Communication between two MPI tasks on the same node is done using shared memory segments.  Communication between two LAPI tasks on the same node is done through the switch adaptor.  That is, LAPI does not shortcut the operation, the switch adaptor notices that it is both source and destination and copies the data back up to the appropriate target user-space window.  

On the NERSC SP:

Questions

How many processes can share a communication endpoint?  
ONE.
An endpoint on the SP is a user-space window.  Each task (process) must have its own window for each communication protocol it uses (MPI and/or LAPI).  Two tasks cannot share a user-space window.
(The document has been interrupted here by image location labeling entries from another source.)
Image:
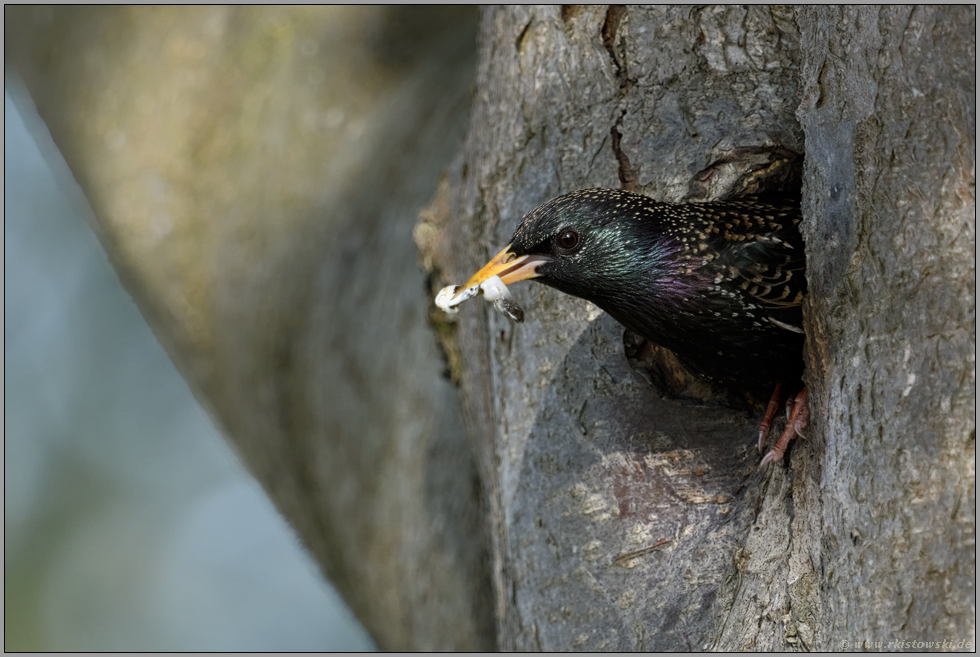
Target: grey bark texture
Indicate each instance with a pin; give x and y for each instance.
(254, 174)
(271, 252)
(623, 520)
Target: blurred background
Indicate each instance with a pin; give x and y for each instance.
(253, 174)
(129, 523)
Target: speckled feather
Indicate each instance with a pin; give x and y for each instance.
(719, 284)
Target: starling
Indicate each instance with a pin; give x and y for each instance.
(719, 284)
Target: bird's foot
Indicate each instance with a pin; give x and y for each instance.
(798, 419)
(767, 419)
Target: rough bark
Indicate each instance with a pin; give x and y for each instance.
(254, 175)
(622, 520)
(890, 121)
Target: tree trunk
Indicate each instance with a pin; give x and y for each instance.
(623, 520)
(272, 256)
(255, 174)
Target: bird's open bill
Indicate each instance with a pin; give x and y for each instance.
(509, 267)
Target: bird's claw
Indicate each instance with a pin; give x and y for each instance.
(797, 421)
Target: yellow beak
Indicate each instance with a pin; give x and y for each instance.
(509, 267)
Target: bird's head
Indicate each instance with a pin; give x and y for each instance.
(597, 244)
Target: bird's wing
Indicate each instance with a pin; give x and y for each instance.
(763, 251)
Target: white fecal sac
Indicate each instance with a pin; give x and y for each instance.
(493, 290)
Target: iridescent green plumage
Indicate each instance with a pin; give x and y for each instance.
(719, 284)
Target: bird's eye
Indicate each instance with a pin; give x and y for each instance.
(568, 239)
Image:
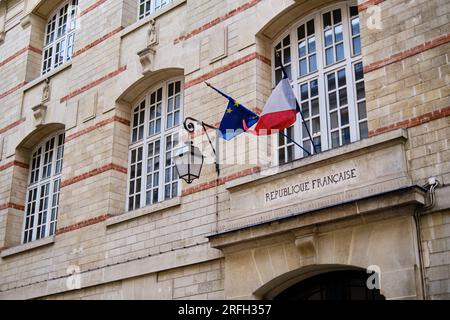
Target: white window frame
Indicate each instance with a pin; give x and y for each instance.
(53, 180)
(320, 74)
(152, 5)
(63, 42)
(147, 139)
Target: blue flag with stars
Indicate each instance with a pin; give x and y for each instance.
(232, 123)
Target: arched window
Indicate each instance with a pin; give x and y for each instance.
(155, 135)
(322, 55)
(43, 189)
(147, 7)
(59, 36)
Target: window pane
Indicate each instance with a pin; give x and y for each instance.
(337, 16)
(362, 113)
(327, 19)
(302, 49)
(301, 32)
(334, 120)
(303, 67)
(346, 136)
(360, 93)
(342, 97)
(328, 37)
(363, 130)
(312, 63)
(335, 139)
(340, 52)
(332, 100)
(338, 33)
(329, 56)
(356, 45)
(315, 107)
(344, 117)
(358, 71)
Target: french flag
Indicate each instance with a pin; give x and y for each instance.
(280, 111)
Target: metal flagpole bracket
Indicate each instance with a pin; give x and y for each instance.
(285, 75)
(190, 127)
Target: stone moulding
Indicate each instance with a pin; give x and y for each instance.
(27, 247)
(127, 216)
(403, 197)
(336, 184)
(39, 112)
(147, 59)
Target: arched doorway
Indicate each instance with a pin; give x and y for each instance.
(336, 285)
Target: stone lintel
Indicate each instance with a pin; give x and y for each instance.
(403, 197)
(330, 156)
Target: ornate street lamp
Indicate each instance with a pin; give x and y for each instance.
(189, 159)
(189, 162)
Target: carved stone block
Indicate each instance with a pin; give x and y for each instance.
(147, 57)
(39, 112)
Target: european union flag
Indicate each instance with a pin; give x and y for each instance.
(232, 121)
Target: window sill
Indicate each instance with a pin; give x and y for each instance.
(28, 246)
(48, 75)
(361, 146)
(127, 216)
(154, 15)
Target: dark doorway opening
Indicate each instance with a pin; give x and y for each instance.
(336, 285)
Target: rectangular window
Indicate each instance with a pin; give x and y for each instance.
(338, 114)
(333, 37)
(48, 157)
(330, 89)
(173, 104)
(55, 204)
(309, 97)
(135, 184)
(138, 122)
(307, 48)
(152, 174)
(360, 95)
(286, 146)
(355, 30)
(44, 194)
(147, 7)
(170, 172)
(153, 171)
(30, 215)
(59, 36)
(283, 50)
(154, 125)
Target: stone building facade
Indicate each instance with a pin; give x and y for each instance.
(93, 94)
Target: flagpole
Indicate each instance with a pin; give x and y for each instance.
(285, 76)
(293, 141)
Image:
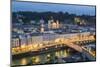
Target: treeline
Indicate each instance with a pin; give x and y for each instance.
(26, 16)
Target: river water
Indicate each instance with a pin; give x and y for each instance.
(43, 58)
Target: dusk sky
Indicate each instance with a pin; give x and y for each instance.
(44, 7)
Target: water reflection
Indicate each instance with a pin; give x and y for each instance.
(51, 57)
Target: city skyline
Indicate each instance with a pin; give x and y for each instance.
(46, 7)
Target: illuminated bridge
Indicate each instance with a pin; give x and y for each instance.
(69, 42)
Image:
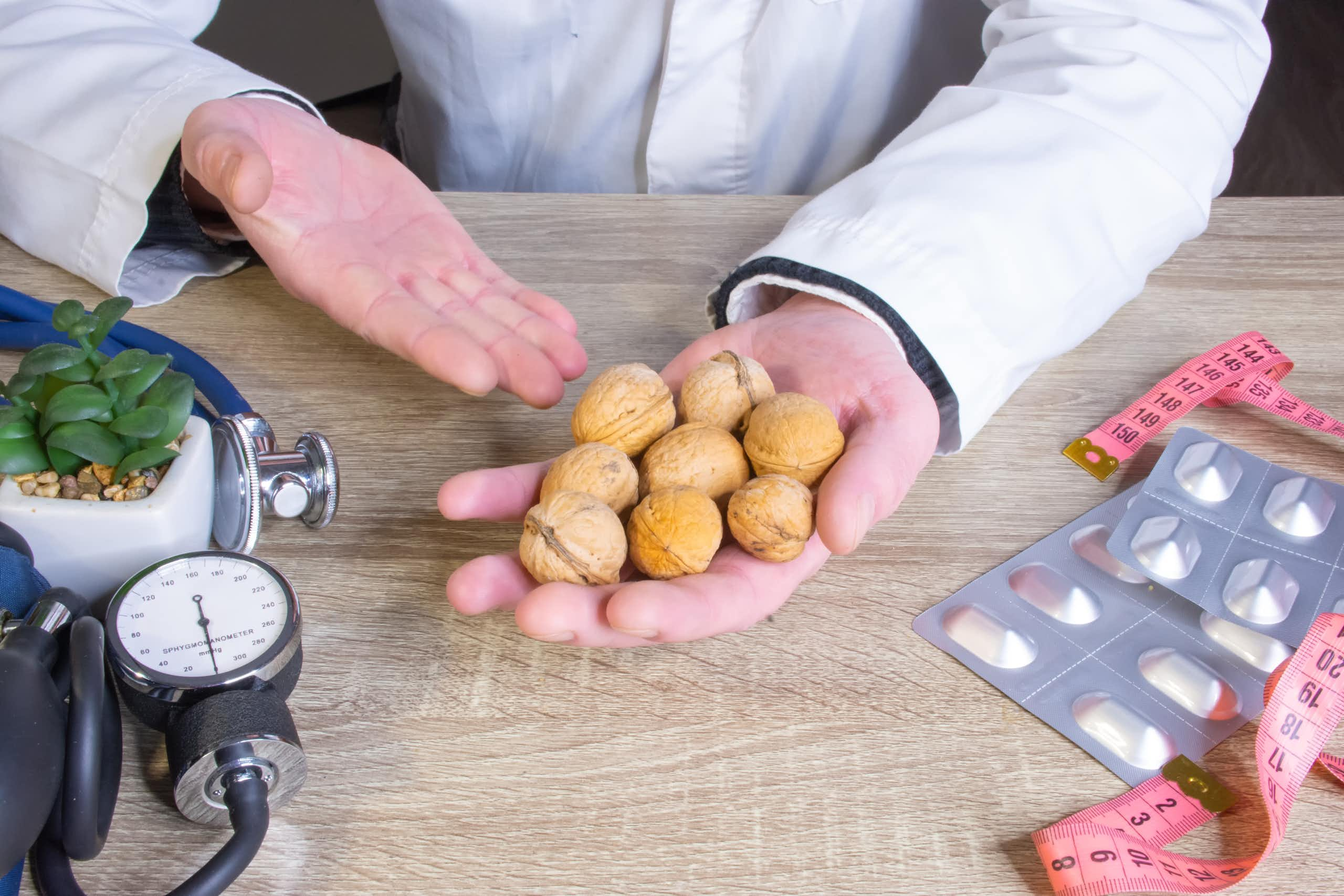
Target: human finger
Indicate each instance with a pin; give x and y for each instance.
(222, 152)
(487, 583)
(882, 457)
(502, 495)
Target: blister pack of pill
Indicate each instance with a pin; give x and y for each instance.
(1247, 541)
(1122, 667)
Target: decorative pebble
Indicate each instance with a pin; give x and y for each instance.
(88, 481)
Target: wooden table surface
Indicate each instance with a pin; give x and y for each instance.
(826, 751)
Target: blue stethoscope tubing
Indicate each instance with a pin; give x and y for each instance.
(25, 323)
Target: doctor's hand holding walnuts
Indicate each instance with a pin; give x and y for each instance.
(808, 345)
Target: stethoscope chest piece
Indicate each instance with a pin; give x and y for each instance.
(255, 480)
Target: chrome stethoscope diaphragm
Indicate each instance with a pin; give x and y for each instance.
(253, 480)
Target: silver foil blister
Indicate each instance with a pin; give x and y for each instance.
(1122, 667)
(1251, 542)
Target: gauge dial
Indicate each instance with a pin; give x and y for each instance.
(206, 616)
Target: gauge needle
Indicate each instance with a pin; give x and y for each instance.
(205, 626)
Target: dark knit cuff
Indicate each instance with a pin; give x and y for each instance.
(921, 362)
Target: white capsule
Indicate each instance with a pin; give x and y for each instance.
(1261, 592)
(1299, 507)
(1167, 546)
(988, 637)
(1209, 471)
(1256, 648)
(1122, 730)
(1090, 544)
(1054, 594)
(1190, 683)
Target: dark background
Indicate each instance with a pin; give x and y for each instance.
(337, 54)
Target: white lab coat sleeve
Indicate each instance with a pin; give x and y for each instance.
(1021, 212)
(93, 97)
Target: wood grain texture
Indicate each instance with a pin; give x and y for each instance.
(826, 751)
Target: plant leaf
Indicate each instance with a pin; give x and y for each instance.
(75, 404)
(143, 458)
(64, 462)
(82, 327)
(34, 392)
(143, 424)
(66, 313)
(89, 441)
(123, 364)
(133, 385)
(50, 356)
(18, 385)
(108, 313)
(81, 373)
(17, 429)
(174, 393)
(22, 456)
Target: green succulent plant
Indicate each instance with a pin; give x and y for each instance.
(71, 405)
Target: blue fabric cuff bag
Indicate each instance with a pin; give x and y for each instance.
(20, 586)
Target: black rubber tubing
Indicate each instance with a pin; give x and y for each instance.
(250, 817)
(248, 813)
(80, 813)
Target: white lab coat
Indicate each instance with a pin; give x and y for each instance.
(1066, 155)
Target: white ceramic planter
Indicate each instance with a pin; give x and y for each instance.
(93, 547)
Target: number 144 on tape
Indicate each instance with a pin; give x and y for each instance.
(1245, 368)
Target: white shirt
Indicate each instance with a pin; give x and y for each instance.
(1003, 219)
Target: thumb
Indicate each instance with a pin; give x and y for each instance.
(881, 460)
(221, 151)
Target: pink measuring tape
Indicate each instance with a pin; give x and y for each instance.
(1116, 846)
(1245, 368)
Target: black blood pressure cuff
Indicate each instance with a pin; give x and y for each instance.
(172, 224)
(921, 362)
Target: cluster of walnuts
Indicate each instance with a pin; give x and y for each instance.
(674, 503)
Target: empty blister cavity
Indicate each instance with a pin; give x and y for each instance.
(1167, 546)
(1090, 544)
(988, 637)
(1299, 507)
(1190, 683)
(1054, 594)
(1209, 471)
(1122, 730)
(1256, 648)
(1261, 592)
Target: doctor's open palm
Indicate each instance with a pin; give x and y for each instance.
(347, 227)
(808, 345)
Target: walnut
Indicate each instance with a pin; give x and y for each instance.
(795, 436)
(628, 406)
(723, 390)
(771, 518)
(573, 536)
(697, 455)
(598, 469)
(675, 532)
How many endpoints per adaptor?
16 endpoints per node.  
As mentioned above, the user-space windows are virtual adaptors which multiplex use of the physical adaptor.  The number of windows is fixed on a per-system basis.  Seaborg.nersc.gov has 16, but the previous system (gseaborg) had two processors per node, one adaptor per node but four user-space windows per node.
Can threads share an endpoint?
Yes, all the threads in a task share the endpoint(s) assigned to the task.
What does the MPI implementation do about mixing shared memory and threads?
The IBM MPI implementation is thread safe; that is, all the threads in a task can make MPI calls.  On-node communication between two tasks is done through SysV shared memory.  MPI and LAPI cannot share the same user-space window so applications that use both can only run half the number of tasks per node.